Given the integration analyses are based on the resolution of bin 50, we visualized the spatial distribution of some marker genes at bin 1, bin 5, and bin 10 resolution, which is actually in the subcellular dimension. As a result, the gene expression pattern was roughly consistent with bin 50 and displayed more details (Supplementary Figure S5A). In addition, compared the distribution of genes and cells between Stereo-seq and a publicly available Visium dataset (Esquer et al., 2022), the highest resolution of Visium is 100 μm which can not accurately reveal the location of genes in situ (Supplementary Figure S5B).

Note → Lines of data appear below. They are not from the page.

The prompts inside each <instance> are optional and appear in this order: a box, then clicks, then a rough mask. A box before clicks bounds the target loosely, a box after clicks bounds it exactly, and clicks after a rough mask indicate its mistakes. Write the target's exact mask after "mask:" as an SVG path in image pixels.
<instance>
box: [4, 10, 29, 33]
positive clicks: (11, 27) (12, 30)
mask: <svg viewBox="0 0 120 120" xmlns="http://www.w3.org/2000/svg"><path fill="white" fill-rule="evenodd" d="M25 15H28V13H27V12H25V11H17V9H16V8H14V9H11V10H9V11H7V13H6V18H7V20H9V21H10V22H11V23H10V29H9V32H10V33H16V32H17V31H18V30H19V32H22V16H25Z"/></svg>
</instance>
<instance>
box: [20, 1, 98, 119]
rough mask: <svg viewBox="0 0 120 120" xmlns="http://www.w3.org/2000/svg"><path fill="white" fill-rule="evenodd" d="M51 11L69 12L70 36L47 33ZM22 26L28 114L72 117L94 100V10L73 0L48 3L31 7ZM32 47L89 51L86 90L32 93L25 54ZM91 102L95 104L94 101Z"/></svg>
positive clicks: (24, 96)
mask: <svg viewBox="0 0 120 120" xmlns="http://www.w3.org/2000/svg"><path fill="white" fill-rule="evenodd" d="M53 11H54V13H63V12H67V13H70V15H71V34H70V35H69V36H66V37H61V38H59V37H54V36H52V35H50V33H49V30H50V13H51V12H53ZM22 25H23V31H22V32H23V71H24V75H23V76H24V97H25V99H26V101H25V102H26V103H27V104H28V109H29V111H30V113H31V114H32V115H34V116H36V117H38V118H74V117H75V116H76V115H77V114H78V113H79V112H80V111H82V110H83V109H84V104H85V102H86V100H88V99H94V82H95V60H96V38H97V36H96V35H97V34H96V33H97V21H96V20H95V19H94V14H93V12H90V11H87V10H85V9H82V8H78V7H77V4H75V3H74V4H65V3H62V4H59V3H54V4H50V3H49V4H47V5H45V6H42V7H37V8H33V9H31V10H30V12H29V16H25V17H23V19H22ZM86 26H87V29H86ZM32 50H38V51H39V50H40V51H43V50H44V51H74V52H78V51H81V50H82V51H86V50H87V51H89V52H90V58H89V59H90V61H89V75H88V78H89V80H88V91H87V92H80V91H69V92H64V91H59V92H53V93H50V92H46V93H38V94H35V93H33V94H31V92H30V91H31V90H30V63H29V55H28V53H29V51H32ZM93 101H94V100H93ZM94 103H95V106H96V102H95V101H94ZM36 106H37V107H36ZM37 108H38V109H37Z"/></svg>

Taken together, we have successfully integrated scRNA-seq and ST data, and those can be used for further and deeper multi-omics analysis.

Ultimately, we applied the SCENIC algorithm to our data for gene regulatory network reconstruction (Aibar et al., 2017). By doing so, we identified 99 regulons that displayed a distinct spatial distribution within the lung section, such as Hsfy2(+), Nr5a1(+), Mxd4(+), Foxj1(+), Hcfc(+), Hif1a(+), Ctcf(+), and Jund(+) (Figure 3A). We found that the spatial distribution of the regulatory activities of some regoluns remains consistent, such as Ctcf(+) and Jund(+). Next, we analyzed potential correlations between specific regulons with given lung structures (Figure 3B). We found that several regulon modules, including Ctcf(+), Jund(+), Tef(+), Jun(+), Klf2(+), Dbp(+), Ets2(+), Foxj1(+) were specifically enriched within the bronchioli. The regulon module with Hcfc1(+), Hif1a(+), Etv5(+), Tcf4(+), Nr1h3(+), Hes1(+) was instead preferentially located within alveoli, while the regulon module with Hsfy2(+), Nr5a1(+), Hoxc4(+), Neurod1(+), Cdx4(+), Foxg1(+), Nr2e3(+) was mainly distributed inside the alveoli according to the annotation of functional regions (Cusanovich et al., 2018). Jund has been reported to be involved in multiple mechanisms of cell fate regulation in the lung, including mediating transcriptional activation of angiotensinogen (Abdul-Hafez et al., 2009), inducing interleukin-6 (Eickelberg et al., 1999), and participating in lung carcinogenesis (Ruiz et al., 2021). Foxj1 affects the differentiation and functional performance of ciliated cells distributed throughout the airway tree, including the trachea, lobar bronchi, and terminal bronchiole (You et al., 2004; Koay et al., 2021). Hcfc1 drives cell-cycle gene expression as a transcriptional regulator, depending on heat-shock proteins 90 (Antonova et al., 2019). It was also shown that Foxg1 is the main target gene of MiR-378, which promotes the cell proliferation of non-small cell lung cancer when Foxg1 is inhibited (Ji et al., 2018). Similarly, Tcf4 has been shown to play a role in developing lung cancer, for example, by promoting M2 polarization of macrophages (Sun and Xu, 2019). Our data can identify the spatial distribution of regulons in the mouse lung, providing fundamental insight for understanding its functions in development and diseases.